The desperate Atlanta Falcons take on the winless Tampa Bay Buccaneers in a battle that will decide who resides in the basement of the NFC South division as the loser will reside in last place.
One of the bright spots for the Bucs this season has been their defense, which has played well despite their inability to win a game. The Falcons will be playing with a depleted offense this week, thanks to injuries to top wideouts in Julio Jones and Roddy White, as well as missing running back Steven Jackson for the fourth consecutive game. The Falcons are forced to dig deep in order to find a way to attack this Buccaneer defense.
How the Bucs decide to deploy their defense could really impact how the Falcons offense operates. The addition of cornerback Darrelle Revis has really enhanced a Bucs secondary that was among the worst in the league in 2012. The past two weeks Falcons opponents have opted to bracket and double Falcons tight end Tony Gonzalez alongside Jones.

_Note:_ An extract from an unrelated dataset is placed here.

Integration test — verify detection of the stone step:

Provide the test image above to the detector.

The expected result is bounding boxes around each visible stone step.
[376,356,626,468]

Now with Jones out of the mix, it will mean Gonzalez will be the focus of the Falcons offense and opposing defense. The Bucs would be smart to try and have Revis shadow Gonzalez throughout the day whenever possible. But that will require the Bucs to ask to play Revis more inside. While Revis is capable, it will mean that the Bucs will have to make significant adjustments to their defense. If the Bucs choose to do that, a way the Falcons can attack him is by lining Gonzalez up as an inline tight end and trying to run directly at him. In the passing game, the Falcons can try to group their receivers in trips sets and try to create confusion in the Bucs secondary.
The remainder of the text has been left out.